The appropriate reference in debating treaties and rights of Aboriginal peoples in Canada is to American Indian Tribes, who are recognized in American law and policy as 'domestic, dependent nations'. There are good reasons why the Americans have recognized that Indians consist of a large number of distinct historic nations, and not one 'racial group' defined by outsiders. These reasons involve the same important values that are behind the Constitutional protection given the rights of the Aboriginal peoples of Canada in the patriation amendment of 1982. That amendment also introduced a policy of multiculturalism that is based on its own distinct philosophical underpinnings.
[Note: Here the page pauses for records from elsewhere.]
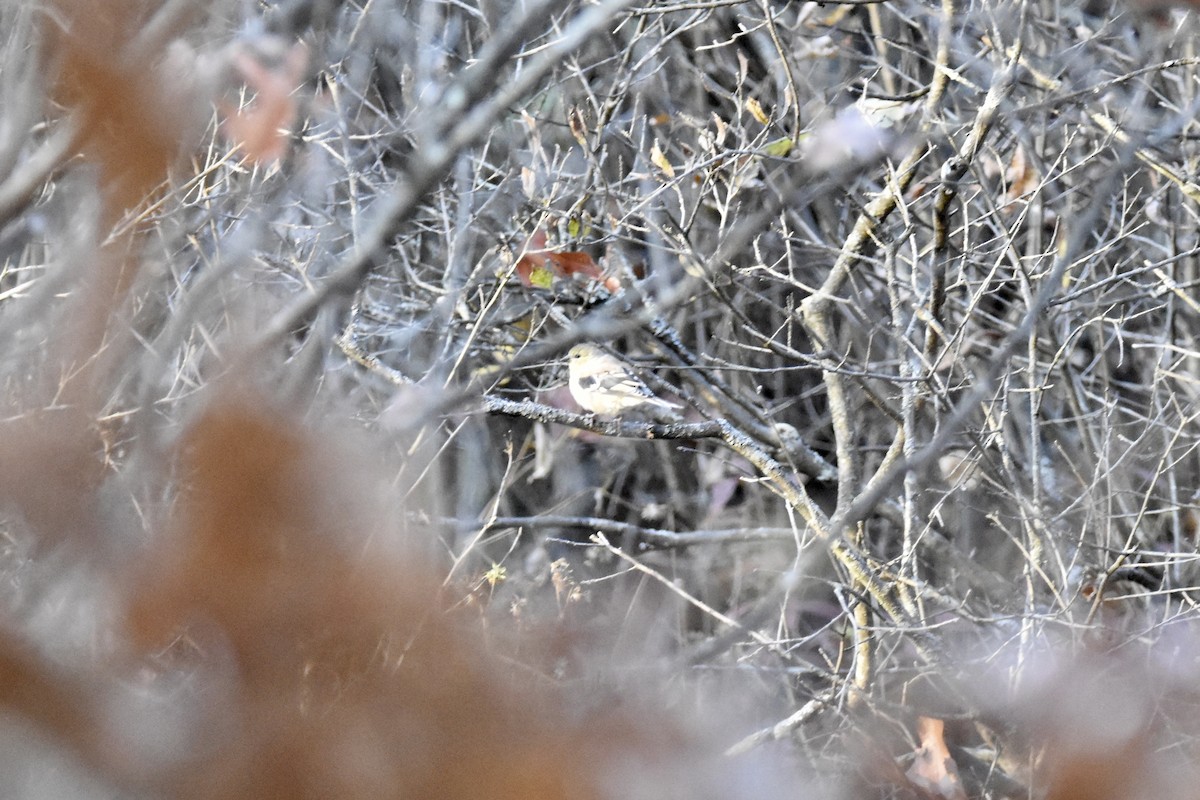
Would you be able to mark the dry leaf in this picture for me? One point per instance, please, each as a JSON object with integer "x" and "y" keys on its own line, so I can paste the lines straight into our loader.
{"x": 756, "y": 110}
{"x": 934, "y": 770}
{"x": 540, "y": 268}
{"x": 263, "y": 126}
{"x": 660, "y": 160}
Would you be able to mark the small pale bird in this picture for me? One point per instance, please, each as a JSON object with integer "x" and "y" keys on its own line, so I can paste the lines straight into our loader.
{"x": 604, "y": 384}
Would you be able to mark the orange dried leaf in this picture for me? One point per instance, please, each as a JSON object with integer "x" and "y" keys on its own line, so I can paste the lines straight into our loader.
{"x": 934, "y": 770}
{"x": 262, "y": 127}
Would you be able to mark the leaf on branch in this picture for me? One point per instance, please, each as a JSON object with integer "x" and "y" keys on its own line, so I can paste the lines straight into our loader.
{"x": 541, "y": 268}
{"x": 262, "y": 127}
{"x": 934, "y": 770}
{"x": 659, "y": 160}
{"x": 757, "y": 112}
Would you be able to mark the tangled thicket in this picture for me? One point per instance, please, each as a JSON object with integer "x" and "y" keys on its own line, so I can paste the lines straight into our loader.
{"x": 297, "y": 503}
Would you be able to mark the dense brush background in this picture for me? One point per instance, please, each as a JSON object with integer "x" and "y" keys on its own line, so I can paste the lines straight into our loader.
{"x": 295, "y": 501}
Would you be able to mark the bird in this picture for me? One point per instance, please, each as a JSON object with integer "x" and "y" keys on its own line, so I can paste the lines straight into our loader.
{"x": 604, "y": 384}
The mix is further complicated by the Charter of Rights and Freedoms, which prohibits adverse discrimination based upon a number of factors, including 'national or ethnic origin, and 'race'.
Let us start unravelling the mix with a discussion of the equality guarantee and the prohibition of adverse discrimination based on the idea of 'race'. It is worth pausing to emphasize that 'race' is an idea and not a biological fact. There are no biological races. The term is usually applied to a group singled out for special attention for political reasons. That the term has no scientific content is a fact that is beyond contention. Those individuals who happen to have one or more 'Aboriginal' ancestors and who are treated adversely on that account, are entitled to the remedial benefits of the Charter as interpreted by the courts. But this does not mean that each such individual has any Aboriginal rights. This is where the confusion often begins. Aboriginal rights are group rights, and not individual rights. They are expressly recognized and affirmed in Part II of the Constitution Act 1982, where they are carefully separated from the individual rights contained in the Charter, which makes up Part I of the Act.
The Supreme Court of Canada has explained that Aboriginal rights are held by historic groups that have lived and continue today to live in a particular territory or place. Aboriginal rights are specific to distinct historic societies in their own ancient homelands. They are not held by persons on account of their biological 'heritage'. Aboriginal rights can only be exercised by persons by virtue of their membership in a particular historic community in a particular place. Compare that to the case of immigrants, who come to Canada as individuals, and whose ancient homelands and cultures remain behind. The practical differences can be stark. If an Aboriginal language dies here; it dies absolutely. If an immigrant's language dies, it survives elsewhere in its homeland, and continues to contribute to the heritage of humanity.
There are different categories of Aboriginal rights, and they are all based upon general moral and social principles and values rather than upon the opinions of individual commentators or idiosyncratic notions of judges. Aboriginal title and other Aboriginal rights to lands, for example, reflect the values behind notions of property that are adhered to by all societies, such as that 'things that are not acquired wrongfully belong to those who have them.' The courts have developed Aboriginal rights that recognize the undisputed occupation and use of particular places by particular communities as homelands for a long time. These rights are meant to redress the wrongful taking of these lands and to counter policies that aimed at dismantling these ancient communities. One device to dismember the communities and to hide the true basis for Aboriginal group rights, has been the discredited notion of 'race' which aims to describe all Aboriginal people as a single homogenous mass of individuals rather than as communities united by an historic relationship to place and community.
Canadians who do not need red herrings have no reason to fear that Aboriginal people, a small numerical minority at about 3 per cent of the Canadian population, will get judicially recognized rights inconsistent with generally recognized rights or fundamental values. As B.C. residents ponder the current referendum on treaties, they might reflect on the words of Felix Cohen, the pre-eminent jurist who struggled for Indian rights in the U.S.A. In 1953 he wrote "… the Indian plays much the same role in our American society that the Jews played in Germany. Like the miner's canary, the Indian marks the shifts from fresh air to poison gas in our political atmosphere: and our treatment of Indians, even more than our treatment of other minorities, reflects the rise and fall of our democratic faith…"
Aboriginal rights are not products of ill-conceived 'race-based' notions; they are based upon fundamental values and general principles that recognize our common humanity and aim to reconcile our mutual interests in common space and territory.